Last Friday, along with a dozen or so other participants, I contributed recommendations to the Ministry of Tourism and Creative Economy. What were they putting together? A blueprint for Indonesia’s music industry. A serious document. What does that even mean?
The blueprint is essentially a strategic roadmap — an attempt to map the current state of the industry, identify its key problems and opportunities, and propose concrete actions. It’s modelled on similar documents that have been developed in countries with mature music industries, like the UK.
My involvement came through the British Council’s Young Creative Entrepreneur (YCE) programme. I was a finalist in 2006 and a winner in 2013. The BC has been one of the main bridges connecting Indonesian creative industry practitioners with their UK counterparts, and this blueprint project is one of the outcomes of that relationship.
The Process
The blueprint was developed through a series of Focus Group Discussions (FGDs) involving practitioners from across the music industry — musicians, managers, promoters, label executives, journalists, and music tech entrepreneurs. My role was to contribute the perspective of someone who sits at the intersection of music, entrepreneurship, and technology.

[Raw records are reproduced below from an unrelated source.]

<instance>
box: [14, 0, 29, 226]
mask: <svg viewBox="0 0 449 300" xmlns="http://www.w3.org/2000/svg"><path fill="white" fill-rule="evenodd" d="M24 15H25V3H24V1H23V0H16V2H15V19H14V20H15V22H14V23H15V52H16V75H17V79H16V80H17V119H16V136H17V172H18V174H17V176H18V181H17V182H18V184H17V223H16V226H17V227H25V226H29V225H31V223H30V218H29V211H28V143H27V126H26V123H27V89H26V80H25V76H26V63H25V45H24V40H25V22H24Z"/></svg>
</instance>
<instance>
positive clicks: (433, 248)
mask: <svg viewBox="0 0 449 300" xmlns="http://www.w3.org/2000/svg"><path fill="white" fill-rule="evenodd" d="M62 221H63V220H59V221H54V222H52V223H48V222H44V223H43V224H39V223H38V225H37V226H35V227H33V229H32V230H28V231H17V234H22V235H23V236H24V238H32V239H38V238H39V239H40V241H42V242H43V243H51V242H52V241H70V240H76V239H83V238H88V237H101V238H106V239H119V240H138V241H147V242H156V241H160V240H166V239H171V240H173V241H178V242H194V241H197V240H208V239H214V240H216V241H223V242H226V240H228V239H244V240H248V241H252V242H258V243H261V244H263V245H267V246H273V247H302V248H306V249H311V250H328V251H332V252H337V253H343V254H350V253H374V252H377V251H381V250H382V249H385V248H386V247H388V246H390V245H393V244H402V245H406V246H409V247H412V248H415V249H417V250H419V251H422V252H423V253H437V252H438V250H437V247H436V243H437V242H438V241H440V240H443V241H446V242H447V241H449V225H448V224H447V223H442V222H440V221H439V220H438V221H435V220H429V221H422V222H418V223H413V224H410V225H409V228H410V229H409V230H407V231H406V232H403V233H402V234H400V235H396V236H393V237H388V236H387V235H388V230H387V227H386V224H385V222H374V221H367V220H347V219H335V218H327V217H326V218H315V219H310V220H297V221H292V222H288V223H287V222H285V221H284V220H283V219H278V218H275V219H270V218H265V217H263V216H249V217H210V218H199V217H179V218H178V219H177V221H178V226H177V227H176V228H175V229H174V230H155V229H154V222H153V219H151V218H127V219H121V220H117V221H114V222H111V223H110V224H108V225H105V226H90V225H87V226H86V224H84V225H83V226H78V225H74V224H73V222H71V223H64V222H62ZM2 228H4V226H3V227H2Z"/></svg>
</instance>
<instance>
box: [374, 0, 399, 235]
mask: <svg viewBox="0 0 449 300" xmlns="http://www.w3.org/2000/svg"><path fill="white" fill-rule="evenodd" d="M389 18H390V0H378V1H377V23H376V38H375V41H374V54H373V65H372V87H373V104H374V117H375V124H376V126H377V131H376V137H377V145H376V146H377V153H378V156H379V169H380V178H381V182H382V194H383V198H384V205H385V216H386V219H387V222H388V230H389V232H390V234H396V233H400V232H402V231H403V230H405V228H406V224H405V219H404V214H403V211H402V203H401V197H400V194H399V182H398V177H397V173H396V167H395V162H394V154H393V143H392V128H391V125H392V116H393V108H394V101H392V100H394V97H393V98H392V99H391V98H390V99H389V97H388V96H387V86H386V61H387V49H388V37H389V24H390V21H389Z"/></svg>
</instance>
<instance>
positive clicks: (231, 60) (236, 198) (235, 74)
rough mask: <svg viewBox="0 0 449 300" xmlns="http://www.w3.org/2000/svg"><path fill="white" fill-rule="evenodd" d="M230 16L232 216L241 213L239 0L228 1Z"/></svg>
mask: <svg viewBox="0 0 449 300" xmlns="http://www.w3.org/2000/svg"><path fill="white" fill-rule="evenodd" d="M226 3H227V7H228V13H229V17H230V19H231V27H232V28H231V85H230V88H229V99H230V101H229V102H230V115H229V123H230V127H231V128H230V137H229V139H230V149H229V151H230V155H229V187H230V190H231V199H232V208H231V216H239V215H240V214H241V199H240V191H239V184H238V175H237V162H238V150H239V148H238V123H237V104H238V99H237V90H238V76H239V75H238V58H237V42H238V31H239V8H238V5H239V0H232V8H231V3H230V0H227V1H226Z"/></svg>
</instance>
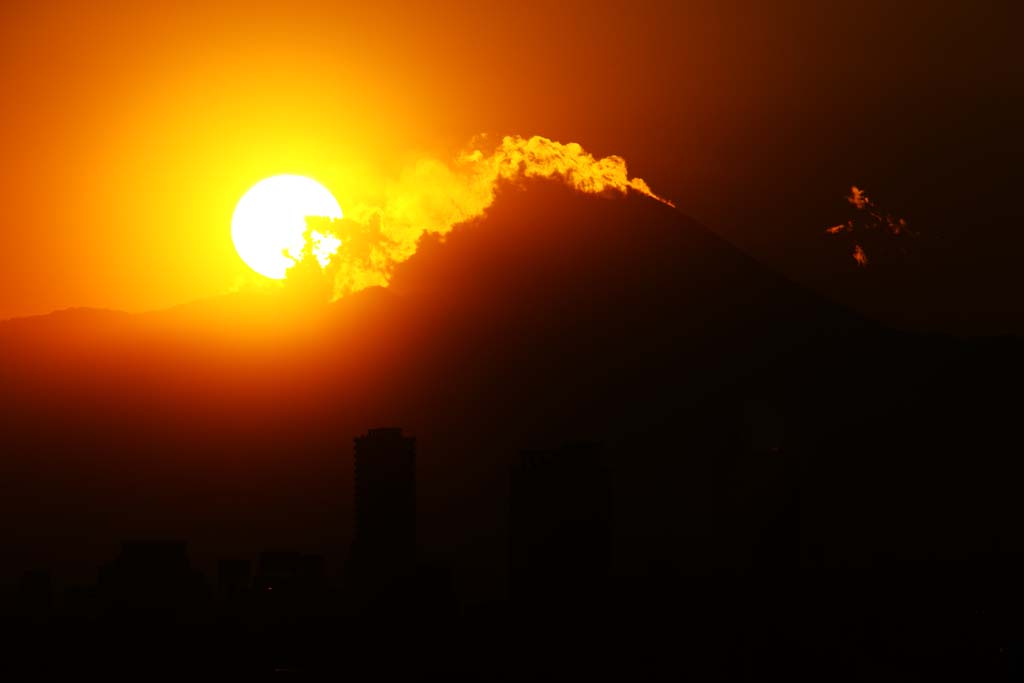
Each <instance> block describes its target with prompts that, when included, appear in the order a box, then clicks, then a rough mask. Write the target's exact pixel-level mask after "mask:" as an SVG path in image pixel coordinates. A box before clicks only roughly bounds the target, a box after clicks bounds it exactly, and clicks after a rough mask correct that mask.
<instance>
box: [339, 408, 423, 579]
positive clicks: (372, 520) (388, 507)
mask: <svg viewBox="0 0 1024 683" xmlns="http://www.w3.org/2000/svg"><path fill="white" fill-rule="evenodd" d="M352 562H353V565H354V567H353V568H354V569H355V571H356V572H357V574H359V575H360V577H361V579H362V580H364V581H366V580H371V581H374V582H386V581H388V580H391V579H396V578H400V577H409V575H412V573H413V572H414V569H415V564H416V439H415V438H413V437H411V436H404V435H403V434H402V433H401V429H398V428H379V429H371V430H370V431H369V432H368V433H367V434H365V435H362V436H357V437H356V438H355V540H354V544H353V548H352Z"/></svg>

The sessions were structured around key themes: how is the industry currently operating, where are the gaps, what does success look like, and what would it take to get there? It sounds straightforward, but the conversations were often difficult — because diagnosing problems in a creative industry requires honesty about things people would rather not say out loud.
What We Found
The six core challenges we identified were:
- Human resources — a shortage of skilled professionals across all parts of the industry chain
- Creative entrepreneurship — most musicians aren’t trained to think commercially
- Financing — limited access to funding for music businesses and touring
- Market expansion — Indonesian music rarely reaches beyond the domestic market
- Innovation — slow adoption of new models, formats, and platforms
- Technology — the infrastructure for music tech businesses is underdeveloped
The UK as a Reference Point
From my time studying the UK music industry, I proposed three models as benchmarks:
- Roundhouse — a creative development hub in London that works with young musicians aged 11–25, giving them pre-career training and mentoring. A direct answer to the human resources and entrepreneurship challenges.
- The Great Escape — a festival and industry convention in Brighton that doubles as a global showcase for emerging artists. A model for addressing financing and market access.
- Tileyard Studios — a co-working campus for music businesses in London, where proximity drives collaboration and cross-pollination. A model for building an innovative ecosystem.
None of these are perfect solutions transplanted wholesale — context matters. But they show that with the right structures and long-term commitment, an industry can organize itself around shared goals. Indonesia has the talent and the market. The blueprint is a starting point for building the infrastructure around them.